Separating user data and applications from the base VDI experience allows organizations to implement better user data protection policies as well as ensure that applications are efficiently licensed.
Organizations are increasingly configuring their VDI deployments so that instead of monolithic VDI images that contain every possible application a user might need, a base set of applications, such as the Microsoft Office suite, is provided—with other applications that might be specific to the user. Rather than install the applications, these applications can be streamed to the user’s VDI desktop using a variety of technologies.
An advantage of this approach is that organizations will have their application licensing far more closely aligned with actual application utilization. Unnecessary software licensing is a problem that many organizations face, with many applications that are licensed never being used because a specific user has no need for them. Technologies that allow applications to be streamed to desktops, including VDI desktops, only when the application is required, provide organizations with the ability to acquire the number of licenses that matches actual application utilization, rather than hypothetical utilization.
Another important aspect of a successful VDI strategy is separating user’s data away from the VDI desktops. This can be done using a variety of strategies, such as forcing users to store all data on file shares and blocking them from storing documents on the local VDI desktop instance to which they are connected.

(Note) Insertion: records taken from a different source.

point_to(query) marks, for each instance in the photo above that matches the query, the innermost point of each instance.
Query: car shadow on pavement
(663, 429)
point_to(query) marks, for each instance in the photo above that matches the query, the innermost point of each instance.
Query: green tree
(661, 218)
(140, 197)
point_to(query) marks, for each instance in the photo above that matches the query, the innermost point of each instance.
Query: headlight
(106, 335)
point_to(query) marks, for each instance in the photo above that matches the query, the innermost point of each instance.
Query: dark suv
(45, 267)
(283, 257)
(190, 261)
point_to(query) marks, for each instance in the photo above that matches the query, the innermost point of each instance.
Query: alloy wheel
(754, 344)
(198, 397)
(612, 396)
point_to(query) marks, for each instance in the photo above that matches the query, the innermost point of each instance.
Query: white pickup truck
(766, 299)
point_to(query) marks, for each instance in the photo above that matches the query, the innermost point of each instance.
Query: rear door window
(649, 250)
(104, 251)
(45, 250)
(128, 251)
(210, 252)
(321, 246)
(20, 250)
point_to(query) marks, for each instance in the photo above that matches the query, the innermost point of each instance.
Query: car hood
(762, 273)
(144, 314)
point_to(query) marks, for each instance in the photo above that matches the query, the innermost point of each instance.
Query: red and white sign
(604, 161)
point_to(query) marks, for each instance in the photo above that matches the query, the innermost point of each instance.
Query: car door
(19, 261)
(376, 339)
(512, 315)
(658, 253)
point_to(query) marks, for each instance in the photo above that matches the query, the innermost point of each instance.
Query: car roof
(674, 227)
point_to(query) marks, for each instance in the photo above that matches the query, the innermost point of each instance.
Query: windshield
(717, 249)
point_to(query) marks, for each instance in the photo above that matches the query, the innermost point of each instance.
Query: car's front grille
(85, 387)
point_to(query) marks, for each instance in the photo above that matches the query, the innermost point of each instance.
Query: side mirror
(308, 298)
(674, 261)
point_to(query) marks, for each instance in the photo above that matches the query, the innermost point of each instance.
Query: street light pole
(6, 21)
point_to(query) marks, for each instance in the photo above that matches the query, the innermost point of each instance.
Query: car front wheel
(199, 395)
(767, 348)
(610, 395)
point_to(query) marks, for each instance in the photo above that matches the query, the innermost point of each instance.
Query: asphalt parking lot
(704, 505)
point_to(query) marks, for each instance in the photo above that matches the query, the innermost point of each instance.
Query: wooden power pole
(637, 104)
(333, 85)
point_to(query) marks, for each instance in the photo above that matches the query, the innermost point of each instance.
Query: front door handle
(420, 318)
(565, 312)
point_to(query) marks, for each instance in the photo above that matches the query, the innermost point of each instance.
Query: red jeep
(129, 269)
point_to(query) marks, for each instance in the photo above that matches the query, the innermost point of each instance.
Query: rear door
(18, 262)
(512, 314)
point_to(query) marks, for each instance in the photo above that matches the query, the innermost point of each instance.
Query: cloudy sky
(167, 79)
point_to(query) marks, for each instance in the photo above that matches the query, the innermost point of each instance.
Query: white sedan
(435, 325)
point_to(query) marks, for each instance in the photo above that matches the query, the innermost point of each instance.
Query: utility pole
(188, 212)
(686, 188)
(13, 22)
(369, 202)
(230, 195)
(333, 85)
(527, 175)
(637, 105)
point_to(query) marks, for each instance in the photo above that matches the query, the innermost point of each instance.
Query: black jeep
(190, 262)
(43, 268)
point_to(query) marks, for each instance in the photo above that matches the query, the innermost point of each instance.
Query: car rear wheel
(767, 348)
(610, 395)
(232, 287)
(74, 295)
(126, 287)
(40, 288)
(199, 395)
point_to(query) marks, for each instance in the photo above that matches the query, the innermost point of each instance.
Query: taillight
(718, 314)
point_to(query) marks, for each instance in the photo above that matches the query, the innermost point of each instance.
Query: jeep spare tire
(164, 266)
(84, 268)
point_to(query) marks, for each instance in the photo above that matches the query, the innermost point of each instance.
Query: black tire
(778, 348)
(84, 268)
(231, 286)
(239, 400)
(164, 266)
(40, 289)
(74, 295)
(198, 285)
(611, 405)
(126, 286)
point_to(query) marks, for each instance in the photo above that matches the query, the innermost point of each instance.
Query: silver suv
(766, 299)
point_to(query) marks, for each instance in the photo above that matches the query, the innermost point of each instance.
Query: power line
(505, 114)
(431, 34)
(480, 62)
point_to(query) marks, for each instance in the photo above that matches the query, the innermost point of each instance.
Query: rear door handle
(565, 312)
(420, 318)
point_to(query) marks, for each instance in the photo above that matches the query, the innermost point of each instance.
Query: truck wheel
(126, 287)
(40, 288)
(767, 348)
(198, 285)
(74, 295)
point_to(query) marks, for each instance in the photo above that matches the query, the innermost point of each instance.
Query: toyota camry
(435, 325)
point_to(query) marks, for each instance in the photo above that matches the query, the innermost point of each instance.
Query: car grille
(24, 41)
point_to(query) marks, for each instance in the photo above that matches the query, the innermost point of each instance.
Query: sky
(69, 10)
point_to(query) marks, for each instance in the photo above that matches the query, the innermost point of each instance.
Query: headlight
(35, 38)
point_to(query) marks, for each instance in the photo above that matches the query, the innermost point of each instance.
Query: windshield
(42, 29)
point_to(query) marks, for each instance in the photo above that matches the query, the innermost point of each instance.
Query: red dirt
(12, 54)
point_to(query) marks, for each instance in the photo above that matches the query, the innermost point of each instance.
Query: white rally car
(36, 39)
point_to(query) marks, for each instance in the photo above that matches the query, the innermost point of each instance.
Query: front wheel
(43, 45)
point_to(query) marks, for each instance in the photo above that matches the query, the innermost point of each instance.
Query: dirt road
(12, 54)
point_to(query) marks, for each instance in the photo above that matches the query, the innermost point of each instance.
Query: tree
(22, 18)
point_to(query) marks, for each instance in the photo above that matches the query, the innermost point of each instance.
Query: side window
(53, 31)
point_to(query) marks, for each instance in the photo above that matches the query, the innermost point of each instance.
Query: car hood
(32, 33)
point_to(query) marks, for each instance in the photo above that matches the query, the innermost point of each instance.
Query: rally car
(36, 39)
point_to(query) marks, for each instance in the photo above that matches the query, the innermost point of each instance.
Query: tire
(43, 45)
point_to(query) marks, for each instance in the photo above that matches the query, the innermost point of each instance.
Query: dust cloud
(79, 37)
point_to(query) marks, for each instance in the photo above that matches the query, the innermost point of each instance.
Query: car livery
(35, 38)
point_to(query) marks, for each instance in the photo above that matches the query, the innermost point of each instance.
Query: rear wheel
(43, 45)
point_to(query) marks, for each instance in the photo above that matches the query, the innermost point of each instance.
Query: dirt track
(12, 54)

One of the huge benefits of this approach is that user data stored in a separate centrally managed location can be backed up and protected by the IT department. Should the user have a problem, such as corruption or loss of an important file, the IT department would be able to recover that file. Any IT administrator that has worked with traditional desktop computers knows that a certain number of the users in their organization will always store business critical files in locations that are not regularly backed, making those files irrecoverable.